A common refrain – in defense of everything from Zack Snyder’s Man of Steel to Rogue One – is that in these dark times, we need films and TV to be dark. This is maybe the craziest misunderstanding of art to be trotted out as an accepted truth. If there was any correlation between the political climate and what people “need” from art, it would be the opposite: that in dark times, we need art that gives us hope, and in good times, we need art to make us sceptical. “Comfort the disturbed and disturb the comfortable.” But even if we buy into the idea that art should reflect the darkness of the times, gritty retellings of stories built on hope don’t deliver on that promise. Reflecting the darkness of these times shouldn’t be hard. There’s a lot to work with: The Big Short is a comedy but it still made me so angry about the state of the world that I almost threw up, whereas Rogue One: A Star Wars Story kills off every single character, but first made sure they were all thinly-written enough that I wouldn’t care. It doesn’t tap into the darkness of the times, it’s just lazy.

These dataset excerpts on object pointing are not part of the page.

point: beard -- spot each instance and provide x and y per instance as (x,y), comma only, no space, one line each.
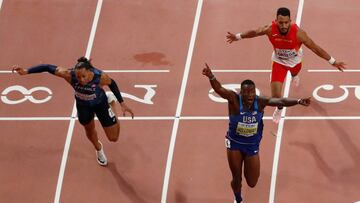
(284,31)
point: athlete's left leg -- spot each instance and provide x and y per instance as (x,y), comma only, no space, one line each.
(252,169)
(278,75)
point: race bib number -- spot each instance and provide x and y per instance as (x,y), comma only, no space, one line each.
(246,129)
(285,53)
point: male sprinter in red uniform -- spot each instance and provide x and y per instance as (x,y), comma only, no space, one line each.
(286,38)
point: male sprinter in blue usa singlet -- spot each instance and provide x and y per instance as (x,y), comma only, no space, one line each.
(243,138)
(245,128)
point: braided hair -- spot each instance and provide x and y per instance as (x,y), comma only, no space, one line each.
(83,62)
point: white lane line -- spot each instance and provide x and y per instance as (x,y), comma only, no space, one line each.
(136,71)
(242,71)
(113,71)
(180,102)
(282,120)
(74,111)
(331,71)
(181,118)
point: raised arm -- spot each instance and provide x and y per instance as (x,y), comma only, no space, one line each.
(309,43)
(55,70)
(264,30)
(215,84)
(265,101)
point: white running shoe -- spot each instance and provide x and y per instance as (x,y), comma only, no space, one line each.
(277,115)
(101,157)
(296,80)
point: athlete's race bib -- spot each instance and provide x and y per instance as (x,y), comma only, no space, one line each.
(285,53)
(246,129)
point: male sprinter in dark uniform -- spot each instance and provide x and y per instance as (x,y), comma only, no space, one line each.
(91,99)
(243,138)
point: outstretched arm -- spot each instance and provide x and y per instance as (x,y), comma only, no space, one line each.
(309,43)
(55,70)
(215,84)
(284,101)
(106,80)
(231,37)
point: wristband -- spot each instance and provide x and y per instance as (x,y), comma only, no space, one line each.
(331,60)
(238,36)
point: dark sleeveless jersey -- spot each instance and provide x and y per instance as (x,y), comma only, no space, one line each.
(90,94)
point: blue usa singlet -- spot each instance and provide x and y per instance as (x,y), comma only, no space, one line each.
(247,126)
(90,94)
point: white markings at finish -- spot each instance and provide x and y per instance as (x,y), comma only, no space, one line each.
(26,93)
(234,87)
(74,111)
(281,123)
(180,102)
(181,118)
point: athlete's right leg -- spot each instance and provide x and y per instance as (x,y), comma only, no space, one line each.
(252,169)
(278,74)
(235,160)
(91,134)
(86,118)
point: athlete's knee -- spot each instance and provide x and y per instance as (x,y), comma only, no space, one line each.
(236,182)
(113,137)
(252,183)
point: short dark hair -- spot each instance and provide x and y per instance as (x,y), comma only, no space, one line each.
(83,62)
(247,82)
(283,11)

The run-up to Star Trek: Discovery airing had a lot of moments of that made me apprehensive, but maybe none repulsed me more than the Vanity Fair article “How Game of Thrones Inspired Star Trek Discovery: It’s not just the redshirts who should watch their backs.” “Game of Thrones changed television. They almost made it difficult to fall in love with people because you didn’t know if they were going to be taken away from you,” Gretchen J. Berg said.
How did we get to this point, where it’s a point of praise for a show to prevent you falling in love with its characters? Where characters are thin enough that death is the only thing that can act as a meaningful threat? “It’s not just redshirts who should watch their backs,” Vanity Fair writes, in reference to nameless characters on Star Trek who would be killed off on their first appearance just to establish a threat. The idea is that that won’t be the case in Discovery, that characters we care about will die instead. But in the pilot, eight thousand Starfleet officers die pointlessly, including on-screen deaths of characters we’ve just met, and there’s no emotional resonance. There’s nothing.
Death isn’t meaningless. Death is profound. Death is an ending. Death is either the moment you cease to exist or the most drastic leap into the unknown possible. Death is the fact that our time on earth is finite, and not to be wasted. Our pop culture is clouded over with the stain of death but never asks us to think about what death means. It tricks us into believing we deal with the pain and confusion and fear and sadness tied to death, with the profound effect that the inevitability of our own deaths has on our lives, without having to do any of the work. There’s no need, since, after all, it only happens at arm’s length.
The only thing more profound than death is life itself. But they’re defined in opposition to one another: a show or film that doesn’t take death seriously can’t take life seriously. It can’t imagine stakes within a person’s internal life. It makes you afraid to fall in love, as if love is worthless if its recipient dies. It makes you afraid to mourn, because what would be the point if the character comes back in the season premiere?
A TV show with guts today would let people live. It would imagine stakes that aren’t life or death, but feel as important. It would allow us fall in love. A TV show with guts would treat death as something weighty and serious, not gratuitous shock value or a gotcha moment followed by immediate resurrection. It would allow us to mourn.
Agreed.
You can’t have a “just this once, everyone lives!” moment when everyone always lives.
The Doctor Dances would be a completely meaningless episode if they made it in the upcoming season.